La Pentecôte en bref, c’est :

- 4 chiffres : 50 jours, 12 Apôtres, « quelques » femmes, 15 nationalités ; et
- 3 signes prodigieux : un vent violent, des langues de feu, des apôtres multilingues.

cf. Actes des Apôtres, chap. 2

 

Mais… mais… il n’y a pas de « lundi de Pentecôte » dans la Bible ? Non ! Si en France, le lundi après le dimanche de la Pentecôte est férié, c’est qu’on est censé avoir tellement fait la fête le dimanche qu’on a besoin d’un jour de plus pour s’en remettre !

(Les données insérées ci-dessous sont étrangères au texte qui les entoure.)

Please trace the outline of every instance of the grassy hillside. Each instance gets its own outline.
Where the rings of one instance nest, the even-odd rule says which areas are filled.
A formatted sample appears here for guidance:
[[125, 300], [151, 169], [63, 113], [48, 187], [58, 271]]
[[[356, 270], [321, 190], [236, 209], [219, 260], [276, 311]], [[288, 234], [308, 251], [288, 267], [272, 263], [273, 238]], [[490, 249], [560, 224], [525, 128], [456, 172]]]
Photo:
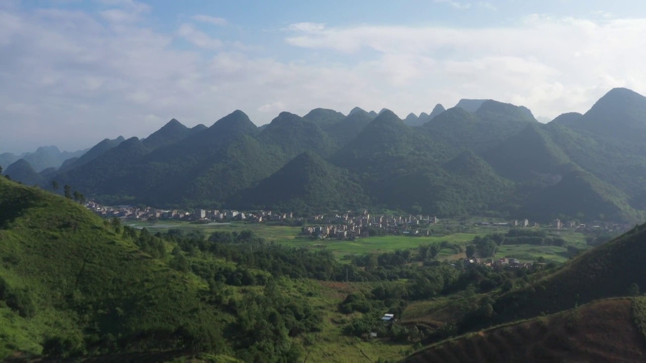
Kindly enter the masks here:
[[631, 299], [610, 300], [432, 345], [406, 363], [625, 362], [646, 360]]
[[646, 286], [646, 225], [595, 247], [525, 287], [502, 295], [493, 305], [494, 320], [510, 321], [553, 313], [594, 300], [632, 293]]
[[0, 205], [5, 357], [37, 354], [43, 346], [65, 354], [177, 349], [188, 342], [177, 340], [182, 335], [209, 349], [222, 343], [217, 327], [225, 316], [205, 309], [200, 283], [143, 253], [120, 229], [71, 201], [4, 179]]
[[291, 362], [300, 355], [292, 338], [318, 324], [300, 298], [256, 282], [267, 284], [267, 273], [185, 254], [203, 237], [138, 232], [5, 178], [0, 206], [0, 359], [203, 353]]

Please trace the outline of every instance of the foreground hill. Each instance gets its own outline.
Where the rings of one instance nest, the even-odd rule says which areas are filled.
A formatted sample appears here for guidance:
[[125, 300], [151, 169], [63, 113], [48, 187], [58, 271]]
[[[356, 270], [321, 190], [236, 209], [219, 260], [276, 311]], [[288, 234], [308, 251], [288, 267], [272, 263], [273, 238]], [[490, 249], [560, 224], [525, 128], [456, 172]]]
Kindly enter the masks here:
[[103, 154], [106, 151], [119, 146], [119, 144], [125, 141], [123, 136], [119, 136], [114, 140], [104, 139], [99, 143], [93, 146], [87, 152], [83, 154], [82, 156], [78, 158], [72, 158], [65, 160], [63, 165], [61, 165], [61, 168], [59, 169], [59, 172], [65, 171], [66, 170], [69, 170], [72, 168], [81, 166], [83, 164], [87, 164], [90, 161], [96, 159], [101, 154]]
[[0, 355], [222, 343], [223, 315], [205, 308], [200, 284], [142, 253], [120, 228], [5, 178], [0, 205]]
[[635, 304], [641, 302], [594, 302], [434, 344], [404, 362], [643, 362], [646, 342], [636, 324], [641, 316]]
[[595, 247], [528, 286], [502, 295], [493, 304], [495, 321], [553, 313], [576, 304], [629, 294], [646, 286], [646, 225]]

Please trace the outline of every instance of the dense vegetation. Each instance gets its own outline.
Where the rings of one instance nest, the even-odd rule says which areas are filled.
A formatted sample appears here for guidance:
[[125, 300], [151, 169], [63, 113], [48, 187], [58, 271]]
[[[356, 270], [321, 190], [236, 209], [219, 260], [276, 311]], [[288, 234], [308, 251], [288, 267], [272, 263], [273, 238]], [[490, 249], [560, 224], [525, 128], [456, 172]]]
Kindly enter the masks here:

Mais plus sérieusement, que fête-t-on à la Pentecôte ? Et d’abord, que veut dire ce mot ?

 

« Pentêkostê » en grec signifie « cinquantième ». Le 50è jour après la Pâque, les Juifs fêtent le don de la Loi par Dieu au Sinaï. A l’époque du Christ, des foules de Juifs et de sympathisants venaient du monde entier à Jérusalem pour célébrer cette fête de Chavouot, dans le joyeux brouhaha multiculturel de la Diaspora dispersée dans l’Empire romain.

 

Que se passe-t-il alors chez les plus proches amis de Jésus, 50 jours après la Pâque qui l’a vu mourir et ressusciter ? Voici quelque temps, ils ont vu Jésus monter au ciel, après leur avoir promis une chose qu’ils ne comprennent encore pas bien : le « baptême dans l’Esprit Saint ». Désormais, ils se retrouvent donc à Jérusalem, comme Jésus le leur a demandé, et vivent une vie fraternelle dans l’attente de cet événement. Les Apôtres se rassemblent souvent pour prier avec Marie, la mère de Jésus, et quelques autres femmes, dans la « pièce du haut » (« Cénacle ») où ils ont partagé le dernier repas de Jésus.

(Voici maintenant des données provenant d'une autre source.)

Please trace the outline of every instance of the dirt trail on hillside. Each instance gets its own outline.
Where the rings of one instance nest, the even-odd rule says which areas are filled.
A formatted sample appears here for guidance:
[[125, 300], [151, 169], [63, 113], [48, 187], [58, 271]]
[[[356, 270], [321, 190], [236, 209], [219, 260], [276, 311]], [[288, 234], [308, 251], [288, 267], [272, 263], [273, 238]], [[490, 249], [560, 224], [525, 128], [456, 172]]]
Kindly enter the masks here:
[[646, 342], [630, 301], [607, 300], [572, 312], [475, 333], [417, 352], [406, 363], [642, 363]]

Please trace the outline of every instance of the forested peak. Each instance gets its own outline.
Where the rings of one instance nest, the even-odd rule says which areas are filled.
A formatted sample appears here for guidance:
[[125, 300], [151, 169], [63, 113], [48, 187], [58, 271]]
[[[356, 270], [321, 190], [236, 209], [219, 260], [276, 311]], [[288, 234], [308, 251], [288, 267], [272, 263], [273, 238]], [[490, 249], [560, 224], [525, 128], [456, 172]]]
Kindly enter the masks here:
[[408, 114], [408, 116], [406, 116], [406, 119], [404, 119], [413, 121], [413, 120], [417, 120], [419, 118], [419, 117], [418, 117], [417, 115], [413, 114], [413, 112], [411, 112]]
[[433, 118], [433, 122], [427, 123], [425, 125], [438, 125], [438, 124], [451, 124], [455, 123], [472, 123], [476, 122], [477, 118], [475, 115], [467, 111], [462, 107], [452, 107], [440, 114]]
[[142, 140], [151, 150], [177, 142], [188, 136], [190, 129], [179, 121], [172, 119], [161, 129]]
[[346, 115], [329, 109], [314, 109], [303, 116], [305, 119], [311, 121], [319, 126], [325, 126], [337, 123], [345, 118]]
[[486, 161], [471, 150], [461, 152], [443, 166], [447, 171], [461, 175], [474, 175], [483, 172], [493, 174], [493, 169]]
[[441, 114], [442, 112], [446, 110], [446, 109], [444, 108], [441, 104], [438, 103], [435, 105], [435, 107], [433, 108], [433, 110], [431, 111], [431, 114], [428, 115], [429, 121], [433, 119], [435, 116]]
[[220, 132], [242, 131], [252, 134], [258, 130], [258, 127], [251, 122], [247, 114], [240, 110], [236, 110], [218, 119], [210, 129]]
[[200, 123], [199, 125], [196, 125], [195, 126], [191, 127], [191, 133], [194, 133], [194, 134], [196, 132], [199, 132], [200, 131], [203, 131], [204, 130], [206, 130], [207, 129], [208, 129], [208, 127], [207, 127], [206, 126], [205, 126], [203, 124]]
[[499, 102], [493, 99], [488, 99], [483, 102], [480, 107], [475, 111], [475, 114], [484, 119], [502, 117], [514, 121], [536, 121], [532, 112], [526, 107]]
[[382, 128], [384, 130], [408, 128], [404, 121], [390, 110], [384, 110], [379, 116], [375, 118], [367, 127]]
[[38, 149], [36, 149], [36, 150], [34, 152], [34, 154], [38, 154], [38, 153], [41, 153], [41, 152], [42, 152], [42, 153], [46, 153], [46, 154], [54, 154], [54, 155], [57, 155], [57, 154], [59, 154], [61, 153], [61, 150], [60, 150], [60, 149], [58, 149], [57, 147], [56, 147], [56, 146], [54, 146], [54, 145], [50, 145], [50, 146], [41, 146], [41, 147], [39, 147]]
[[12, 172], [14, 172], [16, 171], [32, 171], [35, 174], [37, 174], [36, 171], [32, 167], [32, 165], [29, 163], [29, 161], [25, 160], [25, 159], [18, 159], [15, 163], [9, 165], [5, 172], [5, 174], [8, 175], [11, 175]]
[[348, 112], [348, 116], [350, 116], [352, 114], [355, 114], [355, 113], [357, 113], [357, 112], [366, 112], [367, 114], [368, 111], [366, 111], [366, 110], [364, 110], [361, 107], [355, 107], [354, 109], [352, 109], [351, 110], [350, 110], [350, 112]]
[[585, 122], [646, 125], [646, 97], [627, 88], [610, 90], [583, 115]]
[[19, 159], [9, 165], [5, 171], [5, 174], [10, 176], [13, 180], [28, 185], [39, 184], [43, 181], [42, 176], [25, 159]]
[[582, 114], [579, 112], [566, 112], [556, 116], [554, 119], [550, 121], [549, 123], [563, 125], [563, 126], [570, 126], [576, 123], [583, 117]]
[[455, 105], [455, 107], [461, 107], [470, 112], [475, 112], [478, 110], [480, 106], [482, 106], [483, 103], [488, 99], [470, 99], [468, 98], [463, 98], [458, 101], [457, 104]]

Or, voilà que le 50ème jour après Pâques, alors qu’une foule bigarrée s’est rassemblée pour la Pentecôte juive, les Apôtres, Marie et leurs amis entendent un bruit « pareil à celui d’un violent coup de vent » qui remplit la maison : 1er signe. Et le 2è signe ne se fait pas attendre : « une sorte de feu qui se partageait en langues et se posa sur chacun d’entre eux ». Et voici le 3è prodige : remplis de l’Esprit Saint, signifié par le vent et le feu, « ils se mirent à parler en d’autres langues ». La foule qui festoie est stupéfaite « parce que chacun d’eux les entendait parler sa propre langue. » A tel point que certains les croient « pleins de vin doux » !

 

Grâce à ces témoins, la foi chrétienne sort maintenant du petit Cénacle pour se répandre dans le monde entier. A la suite des premiers chrétiens, l’Eglise adopte donc la fête juive de la Pentecôte et lui donne un nouveau sens : la manifestation publique du don de l’Esprit Saint à l’Eglise.

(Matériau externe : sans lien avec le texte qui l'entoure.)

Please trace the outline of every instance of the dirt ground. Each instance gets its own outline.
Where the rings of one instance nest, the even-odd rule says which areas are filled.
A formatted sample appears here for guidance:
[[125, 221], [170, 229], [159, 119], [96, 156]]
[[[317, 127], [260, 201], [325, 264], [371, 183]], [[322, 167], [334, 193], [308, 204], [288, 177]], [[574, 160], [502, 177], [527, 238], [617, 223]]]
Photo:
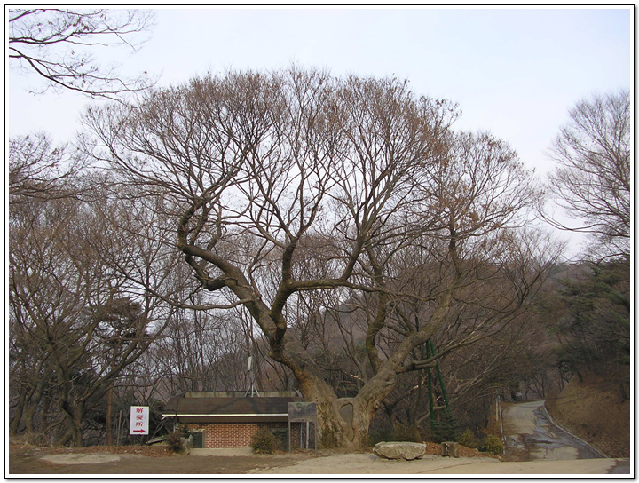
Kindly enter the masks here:
[[[308, 455], [193, 456], [164, 448], [106, 447], [52, 449], [9, 446], [9, 475], [54, 474], [243, 474], [251, 470], [289, 465]], [[55, 463], [54, 463], [55, 462]]]
[[[438, 455], [439, 445], [428, 445], [428, 453], [414, 461], [390, 461], [371, 453], [312, 451], [255, 455], [178, 455], [162, 447], [107, 447], [79, 449], [40, 448], [9, 445], [8, 474], [30, 475], [181, 475], [181, 474], [570, 474], [606, 473], [615, 460], [549, 462], [550, 466], [531, 463], [501, 463], [475, 450], [463, 448], [460, 458]], [[246, 455], [246, 452], [242, 453]], [[472, 455], [468, 456], [464, 455]], [[525, 465], [528, 466], [525, 466]], [[627, 464], [627, 463], [626, 463]], [[6, 471], [5, 470], [5, 471]], [[624, 472], [627, 472], [624, 470]]]
[[[441, 451], [439, 445], [427, 443], [426, 447], [427, 459], [441, 459], [441, 456], [438, 456]], [[461, 447], [460, 453], [461, 460], [470, 458], [493, 460], [493, 458], [486, 458], [485, 455], [475, 449], [464, 447]], [[337, 458], [335, 461], [351, 466], [350, 470], [354, 468], [351, 464], [354, 459], [363, 458], [363, 465], [360, 465], [359, 471], [366, 473], [367, 472], [367, 467], [370, 463], [368, 458], [379, 460], [370, 453], [344, 455], [322, 451], [315, 455], [313, 451], [299, 451], [292, 454], [245, 455], [246, 451], [244, 451], [238, 452], [238, 454], [241, 455], [180, 455], [157, 446], [121, 447], [119, 448], [109, 447], [49, 448], [13, 443], [9, 445], [8, 470], [10, 475], [245, 474], [267, 472], [272, 469], [279, 469], [280, 471], [282, 471], [288, 467], [304, 462], [306, 463], [305, 467], [315, 468], [319, 473], [322, 473], [326, 467], [333, 464], [328, 463], [328, 460], [326, 458]], [[398, 468], [396, 467], [393, 471]], [[351, 472], [347, 470], [343, 471]]]

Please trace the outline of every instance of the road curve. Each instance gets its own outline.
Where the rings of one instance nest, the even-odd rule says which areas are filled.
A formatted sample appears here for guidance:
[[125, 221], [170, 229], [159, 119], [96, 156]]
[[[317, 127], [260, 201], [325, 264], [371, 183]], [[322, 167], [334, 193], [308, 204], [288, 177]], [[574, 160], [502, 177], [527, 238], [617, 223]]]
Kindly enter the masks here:
[[602, 455], [548, 417], [543, 400], [503, 405], [506, 451], [525, 461], [584, 460]]

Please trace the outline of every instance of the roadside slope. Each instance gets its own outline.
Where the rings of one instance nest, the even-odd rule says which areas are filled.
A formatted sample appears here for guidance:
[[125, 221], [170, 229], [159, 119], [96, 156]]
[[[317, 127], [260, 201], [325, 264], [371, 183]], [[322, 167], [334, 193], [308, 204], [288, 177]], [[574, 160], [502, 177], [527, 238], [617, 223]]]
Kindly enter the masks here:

Pourquoi « publique » ? En fait, Jésus a déjà donné son Esprit Saint aux Apôtres de façon discrète. En mourant, il « remet l’Esprit ». Ressuscité, Jésus souffle sur eux pour qu’ils reçoivent l’Esprit et remettent les péchés. Mais dans les Actes des Apôtres, il y a une foule de tous pays qui est témoin de la force, du feu et de l’adaptabilité de l’Esprit donné à l’Eglise. Et c’est pourquoi la Pentecôte doit être une grande fête – une fête célébrée en rouge, signe de l’Esprit et du témoignage de vie ; une fête joyeuse et qui honore l’aspect universel de l’Eglise, répandue dans le monde entier.

 

 

Le P. Nicolas Steeves est jésuite depuis 2000. Diplômé d’HEC et ancien avocat au Barreau de Paris, il a été aumônier à HEC et au Lycée Sainte-Geneviève (Versailles) de 2006 à 2008. En parallèle de ses études (Paris, Londres et Rome), il a collaboré à Radio Vatican pendant 5 ans. Actuellement, il écrit une thèse de doctorat en théologie sur le lien entre la foi et l’imagination (Centre Sèvres) et travaille à l’église Saint-Ignace (Paris).